One Billion May Die Unnecessarily!


One Billion May Die


We all hear and read of the causes of death in our modern world.  No longer is it TB.  No longer is it bacterial infections.  No longer is it starvation.  Today we know that heart disease, cancer, diabetes, high blood pressure, and kidney disease affect people and either hasten death or cause death.  Some of this can be prevented by following a prudent diet, getting sufficient physical exercise, and exercising self-discipline in many forms.

A news item recently came out with these headlines: “Report: Tobacco Could Kill 1 Billion.”  The article opened with these words: “Tobacco use killed 100 million people worldwide in the 20th century and could kill 1 billion people in the 21st unless governments act now to dramatically reduce it, the World Health Organization said Thursday in its report Global Tobacco Epidemic 2008.”

Some of the findings in the report were interesting.  Some 2/3 of the smokers of the world live in ten countries.  Thirty percent live in China, 10% in India, along with more who live in Indonesia, Russia, the United States, Japan, Brazil, Bangladesh, Germany and Turkey. 

Vast numbers of studies since 1950 have proven conclusively that smoking is harmful to our health—especially the smoker’s health but also those affected by “second-hand” smoke as well.  No one in our modern world can plead ignorance of the deleterious effects of smoking tobacco products.  This would also include the use of smokeless tobacco.  The public has known for centuries that tobacco has harmful effects on the human body.  As early as the sixteenth century, King James of England (who authorized the 1611 translation that bears his name) wrote a treatise against the use of tobacco.

While all people should be concerned about dying prematurely from the use of tobacco, the Christian is well aware of the spiritual implications of this filthy habit.  Consider a few reasons why the follower of Christ would oppose the use of tobacco.

1.      Would Jesus use tobacco?  We know the answer.  The Christian is to “follow in His steps” and “walk in the same manner as He walked” (1 Peter 2:21; 1 John 2:6).

2.      The Christian would not want to abuse his body with tobacco smoke or in any other way.  Paul commands, “Present your bodies a living and holy sacrifice, acceptable to God, which is your spiritual service of worship” (Romans 12:1).

3.      The believer is a steward of all God’s gifts to us (cf. 1 Corinthians 4:2).  One of those gifts is our human physical body. 

4.      The follower of Jesus would not want to defile the temple of the Holy Spirit—which is his redeemed body (1 Corinthians 6:19-20).

5.      The Christian is careful to use his money and possessions in a wise and responsible way.  It would be foolish to use money for a selfish habit that could cost $100,000 (or more, if it were deposited in the bank) during a lifetime.

6.      The child of God wants to use every moment of his life to serve the Lord.  A one-pack-a-day smoker cuts an average of seven or eight years from his life span.  A heavier smoker shortens his life even more!

7.      The Christian wishes to glorify God in everything he does.  Paul says, “Glorify God in your body” (1 Corinthians 6:20).  He also declares, “Whether, then, you eat or drink or whatever you do, do all to the glory of God” (1 Corinthians 10:31).  Smoking cannot glorify God.

8.      The believer is to be a good example to others (1 Timothy 4:12; Titus 2:7).  One cannot be a good example if he smokes or chews.  He or she is a bad example.

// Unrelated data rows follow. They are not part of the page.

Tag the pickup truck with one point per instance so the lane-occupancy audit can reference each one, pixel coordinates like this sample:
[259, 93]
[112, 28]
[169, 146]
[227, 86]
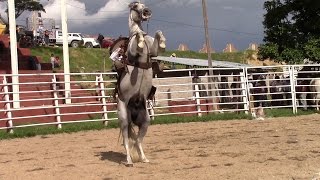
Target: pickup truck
[74, 39]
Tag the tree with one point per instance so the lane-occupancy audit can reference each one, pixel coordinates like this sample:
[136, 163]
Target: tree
[292, 30]
[26, 5]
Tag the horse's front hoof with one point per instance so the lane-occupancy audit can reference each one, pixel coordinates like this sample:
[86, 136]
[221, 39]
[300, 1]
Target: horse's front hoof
[162, 45]
[129, 165]
[145, 160]
[141, 44]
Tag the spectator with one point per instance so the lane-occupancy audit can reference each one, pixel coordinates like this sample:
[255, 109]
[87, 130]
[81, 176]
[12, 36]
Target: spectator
[52, 60]
[57, 62]
[173, 65]
[117, 58]
[18, 35]
[46, 37]
[100, 39]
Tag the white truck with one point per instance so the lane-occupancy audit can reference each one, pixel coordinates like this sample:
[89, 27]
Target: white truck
[74, 39]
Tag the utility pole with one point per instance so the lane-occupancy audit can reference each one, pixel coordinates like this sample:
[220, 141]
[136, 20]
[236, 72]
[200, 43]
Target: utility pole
[14, 54]
[64, 25]
[205, 19]
[210, 79]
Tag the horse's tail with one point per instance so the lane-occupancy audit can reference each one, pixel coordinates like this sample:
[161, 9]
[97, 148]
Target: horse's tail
[138, 113]
[137, 109]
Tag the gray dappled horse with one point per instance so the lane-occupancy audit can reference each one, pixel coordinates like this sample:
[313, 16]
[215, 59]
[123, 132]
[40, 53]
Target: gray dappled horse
[315, 89]
[136, 82]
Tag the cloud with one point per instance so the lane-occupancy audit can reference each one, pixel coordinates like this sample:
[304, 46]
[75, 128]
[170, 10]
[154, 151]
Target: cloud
[79, 13]
[3, 8]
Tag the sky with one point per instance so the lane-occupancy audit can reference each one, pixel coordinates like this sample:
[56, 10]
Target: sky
[230, 21]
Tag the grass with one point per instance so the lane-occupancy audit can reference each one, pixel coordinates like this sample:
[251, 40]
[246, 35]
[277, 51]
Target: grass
[237, 57]
[81, 59]
[92, 59]
[77, 127]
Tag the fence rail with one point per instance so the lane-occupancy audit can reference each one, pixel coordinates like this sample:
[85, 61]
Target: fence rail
[43, 99]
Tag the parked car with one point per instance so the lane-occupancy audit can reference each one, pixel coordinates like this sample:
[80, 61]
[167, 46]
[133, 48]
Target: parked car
[106, 43]
[74, 39]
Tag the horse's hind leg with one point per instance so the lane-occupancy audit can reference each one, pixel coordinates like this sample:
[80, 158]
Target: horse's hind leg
[124, 124]
[142, 132]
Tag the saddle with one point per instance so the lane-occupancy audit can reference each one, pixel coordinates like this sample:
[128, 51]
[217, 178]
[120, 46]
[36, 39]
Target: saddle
[121, 67]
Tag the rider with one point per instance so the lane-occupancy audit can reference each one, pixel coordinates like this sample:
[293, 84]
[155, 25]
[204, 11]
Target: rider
[118, 58]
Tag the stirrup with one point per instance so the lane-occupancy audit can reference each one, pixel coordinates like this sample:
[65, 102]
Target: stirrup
[152, 93]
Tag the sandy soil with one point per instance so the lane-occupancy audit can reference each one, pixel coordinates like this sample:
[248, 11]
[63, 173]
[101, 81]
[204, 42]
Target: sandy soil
[279, 148]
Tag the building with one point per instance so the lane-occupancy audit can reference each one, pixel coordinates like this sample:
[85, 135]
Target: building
[183, 47]
[204, 49]
[230, 48]
[253, 46]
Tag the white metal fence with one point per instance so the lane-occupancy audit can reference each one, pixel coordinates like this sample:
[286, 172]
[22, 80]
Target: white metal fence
[186, 92]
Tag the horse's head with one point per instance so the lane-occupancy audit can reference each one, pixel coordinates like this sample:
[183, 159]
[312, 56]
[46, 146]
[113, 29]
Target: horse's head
[139, 12]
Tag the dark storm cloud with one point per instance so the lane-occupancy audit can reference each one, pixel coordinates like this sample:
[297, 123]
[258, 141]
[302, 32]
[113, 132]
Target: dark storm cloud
[230, 21]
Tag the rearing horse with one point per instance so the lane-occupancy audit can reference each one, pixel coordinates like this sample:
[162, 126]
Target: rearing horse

9.      The Christian’s life is to be characterized by love for others.  Scripture commands, “Let all that you do be done in love” (1 Corinthians 16:14).  Failure to be a good example to others reveals a lack of love.  Failure to do good to one’s spouse and family is to lack genuine love.

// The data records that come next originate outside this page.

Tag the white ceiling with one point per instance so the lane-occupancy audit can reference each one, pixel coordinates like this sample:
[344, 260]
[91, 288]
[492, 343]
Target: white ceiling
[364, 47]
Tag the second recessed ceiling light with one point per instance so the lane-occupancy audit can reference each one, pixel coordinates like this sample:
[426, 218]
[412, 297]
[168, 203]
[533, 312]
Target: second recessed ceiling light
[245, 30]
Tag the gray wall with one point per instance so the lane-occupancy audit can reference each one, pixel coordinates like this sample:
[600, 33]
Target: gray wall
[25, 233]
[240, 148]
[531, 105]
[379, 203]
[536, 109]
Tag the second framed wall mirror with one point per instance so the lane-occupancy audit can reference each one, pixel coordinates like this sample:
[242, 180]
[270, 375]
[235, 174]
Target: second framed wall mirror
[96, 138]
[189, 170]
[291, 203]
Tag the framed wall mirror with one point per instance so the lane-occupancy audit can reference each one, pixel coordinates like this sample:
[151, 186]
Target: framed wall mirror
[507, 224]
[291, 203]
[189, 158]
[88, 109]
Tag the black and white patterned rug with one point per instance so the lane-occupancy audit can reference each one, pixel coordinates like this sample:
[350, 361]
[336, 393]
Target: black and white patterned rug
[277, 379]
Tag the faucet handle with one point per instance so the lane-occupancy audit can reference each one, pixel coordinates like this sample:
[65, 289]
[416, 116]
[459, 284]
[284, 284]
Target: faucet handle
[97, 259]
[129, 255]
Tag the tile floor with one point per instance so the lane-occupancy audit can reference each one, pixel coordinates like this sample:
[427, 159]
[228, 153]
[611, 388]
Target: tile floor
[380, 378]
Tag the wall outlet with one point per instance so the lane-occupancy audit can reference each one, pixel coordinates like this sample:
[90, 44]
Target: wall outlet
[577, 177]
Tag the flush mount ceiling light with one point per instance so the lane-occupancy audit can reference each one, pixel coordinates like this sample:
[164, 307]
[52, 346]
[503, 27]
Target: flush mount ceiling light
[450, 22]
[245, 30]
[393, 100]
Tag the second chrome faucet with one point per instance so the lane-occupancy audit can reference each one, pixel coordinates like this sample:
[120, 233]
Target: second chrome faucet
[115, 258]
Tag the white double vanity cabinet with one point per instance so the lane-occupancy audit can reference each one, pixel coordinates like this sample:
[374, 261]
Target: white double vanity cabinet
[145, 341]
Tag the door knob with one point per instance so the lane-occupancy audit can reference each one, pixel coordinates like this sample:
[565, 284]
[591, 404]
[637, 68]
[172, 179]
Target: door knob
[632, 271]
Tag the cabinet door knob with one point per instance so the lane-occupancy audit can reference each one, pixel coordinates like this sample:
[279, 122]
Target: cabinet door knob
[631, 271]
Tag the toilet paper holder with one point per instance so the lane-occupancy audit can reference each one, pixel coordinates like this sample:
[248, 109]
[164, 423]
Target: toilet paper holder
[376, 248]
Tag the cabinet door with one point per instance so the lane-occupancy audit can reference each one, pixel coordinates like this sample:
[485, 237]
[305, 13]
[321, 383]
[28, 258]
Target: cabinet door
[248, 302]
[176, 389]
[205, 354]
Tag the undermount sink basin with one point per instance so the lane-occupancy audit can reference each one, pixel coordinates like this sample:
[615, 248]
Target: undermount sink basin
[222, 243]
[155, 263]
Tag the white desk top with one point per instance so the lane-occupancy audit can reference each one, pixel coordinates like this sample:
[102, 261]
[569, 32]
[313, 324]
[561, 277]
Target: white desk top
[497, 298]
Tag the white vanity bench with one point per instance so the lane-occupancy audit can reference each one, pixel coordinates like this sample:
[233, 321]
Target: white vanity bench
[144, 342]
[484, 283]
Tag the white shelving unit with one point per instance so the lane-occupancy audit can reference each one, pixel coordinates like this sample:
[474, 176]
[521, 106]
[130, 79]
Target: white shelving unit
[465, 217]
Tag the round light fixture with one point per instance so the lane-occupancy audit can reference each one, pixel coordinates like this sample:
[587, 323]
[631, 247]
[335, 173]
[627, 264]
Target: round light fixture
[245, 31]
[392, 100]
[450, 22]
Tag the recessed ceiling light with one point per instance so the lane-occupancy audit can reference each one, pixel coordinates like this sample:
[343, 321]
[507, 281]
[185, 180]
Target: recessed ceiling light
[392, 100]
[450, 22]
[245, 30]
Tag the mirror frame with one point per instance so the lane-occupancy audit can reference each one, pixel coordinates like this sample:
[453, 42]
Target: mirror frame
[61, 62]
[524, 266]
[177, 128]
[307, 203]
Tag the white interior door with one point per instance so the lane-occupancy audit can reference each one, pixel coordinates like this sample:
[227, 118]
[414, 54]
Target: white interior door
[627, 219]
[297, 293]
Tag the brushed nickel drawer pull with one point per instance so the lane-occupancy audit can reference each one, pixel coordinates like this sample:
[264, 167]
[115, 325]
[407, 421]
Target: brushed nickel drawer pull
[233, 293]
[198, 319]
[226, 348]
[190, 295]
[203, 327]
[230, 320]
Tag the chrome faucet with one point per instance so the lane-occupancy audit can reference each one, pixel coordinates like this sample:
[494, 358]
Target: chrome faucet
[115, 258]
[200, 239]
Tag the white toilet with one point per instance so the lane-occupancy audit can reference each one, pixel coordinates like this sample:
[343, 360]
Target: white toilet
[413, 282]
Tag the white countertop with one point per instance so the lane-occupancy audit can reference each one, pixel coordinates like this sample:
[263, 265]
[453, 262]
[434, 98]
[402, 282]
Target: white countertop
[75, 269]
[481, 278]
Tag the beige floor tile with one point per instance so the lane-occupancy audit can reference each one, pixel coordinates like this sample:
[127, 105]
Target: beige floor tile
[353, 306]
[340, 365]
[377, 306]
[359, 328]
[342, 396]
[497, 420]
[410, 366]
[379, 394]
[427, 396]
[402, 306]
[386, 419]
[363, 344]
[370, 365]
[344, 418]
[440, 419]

10.  Finally, we are to love God with all of our heart, soul, mind, and strength (Mark 12:28-31).  If we truly love God, we will want to please Him by living a pure, clean, and exemplary life before others.  The smoker cannot do this.

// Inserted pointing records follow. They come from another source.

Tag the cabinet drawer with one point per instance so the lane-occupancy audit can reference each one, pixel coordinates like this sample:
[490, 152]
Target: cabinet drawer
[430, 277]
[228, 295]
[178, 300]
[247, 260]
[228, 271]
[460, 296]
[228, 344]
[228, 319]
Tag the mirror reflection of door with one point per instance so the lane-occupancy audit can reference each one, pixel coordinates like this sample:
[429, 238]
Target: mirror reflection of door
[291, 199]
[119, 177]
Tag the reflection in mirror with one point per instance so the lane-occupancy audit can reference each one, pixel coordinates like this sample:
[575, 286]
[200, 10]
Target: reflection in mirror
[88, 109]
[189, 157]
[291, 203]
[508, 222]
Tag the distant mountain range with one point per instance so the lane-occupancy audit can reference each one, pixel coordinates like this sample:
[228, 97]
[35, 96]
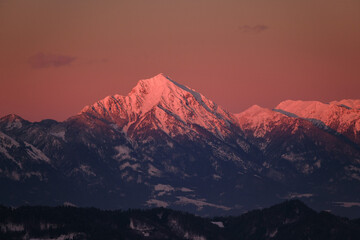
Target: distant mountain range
[288, 220]
[166, 145]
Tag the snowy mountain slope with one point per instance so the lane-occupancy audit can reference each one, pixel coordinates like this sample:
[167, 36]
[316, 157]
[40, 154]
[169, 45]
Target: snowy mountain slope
[342, 119]
[173, 107]
[166, 145]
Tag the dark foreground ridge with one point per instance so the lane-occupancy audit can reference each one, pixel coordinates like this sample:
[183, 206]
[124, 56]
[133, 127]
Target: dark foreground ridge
[288, 220]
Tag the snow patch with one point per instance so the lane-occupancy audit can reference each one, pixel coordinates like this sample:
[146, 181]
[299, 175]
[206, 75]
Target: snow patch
[60, 134]
[162, 187]
[129, 165]
[122, 152]
[219, 224]
[87, 170]
[348, 204]
[153, 171]
[157, 203]
[200, 203]
[299, 195]
[36, 154]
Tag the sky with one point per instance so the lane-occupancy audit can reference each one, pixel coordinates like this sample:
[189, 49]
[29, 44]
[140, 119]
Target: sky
[57, 56]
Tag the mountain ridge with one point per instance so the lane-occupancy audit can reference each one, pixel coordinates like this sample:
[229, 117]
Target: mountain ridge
[166, 145]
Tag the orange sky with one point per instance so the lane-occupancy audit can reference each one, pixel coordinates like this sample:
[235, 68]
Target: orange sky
[58, 56]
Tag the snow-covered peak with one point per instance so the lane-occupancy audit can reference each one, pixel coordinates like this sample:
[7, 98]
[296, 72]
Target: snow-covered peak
[302, 108]
[12, 121]
[338, 117]
[167, 101]
[259, 120]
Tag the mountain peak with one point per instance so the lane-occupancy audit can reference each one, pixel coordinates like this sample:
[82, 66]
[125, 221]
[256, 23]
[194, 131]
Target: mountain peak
[169, 103]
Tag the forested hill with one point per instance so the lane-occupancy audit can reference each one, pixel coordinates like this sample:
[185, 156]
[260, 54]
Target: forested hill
[288, 220]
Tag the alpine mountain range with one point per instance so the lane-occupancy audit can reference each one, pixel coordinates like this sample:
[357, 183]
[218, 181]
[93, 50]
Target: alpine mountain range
[166, 145]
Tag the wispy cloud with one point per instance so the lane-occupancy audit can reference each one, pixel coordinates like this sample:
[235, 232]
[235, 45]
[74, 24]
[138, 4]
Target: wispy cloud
[253, 29]
[41, 60]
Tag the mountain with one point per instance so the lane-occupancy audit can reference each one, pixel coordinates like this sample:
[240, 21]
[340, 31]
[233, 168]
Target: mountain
[166, 145]
[288, 220]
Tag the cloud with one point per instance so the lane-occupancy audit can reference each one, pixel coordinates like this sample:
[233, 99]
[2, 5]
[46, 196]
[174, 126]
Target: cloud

Obviously, there are many other reasons why the Christian would want to keep from the use of tobacco products.  Further, there are many other reasons that should motivate the unbeliever to repent of this common, public, and destructive habit.  In the succinct words of Paul, we need to simply “stop sinning” (1 Corinthians 15:34).  The unbeliever needs to repent of all his sins and come to Christ Jesus who died for his sins—including the sin of smoking—and offers full forgiveness of sins and a home in heaven!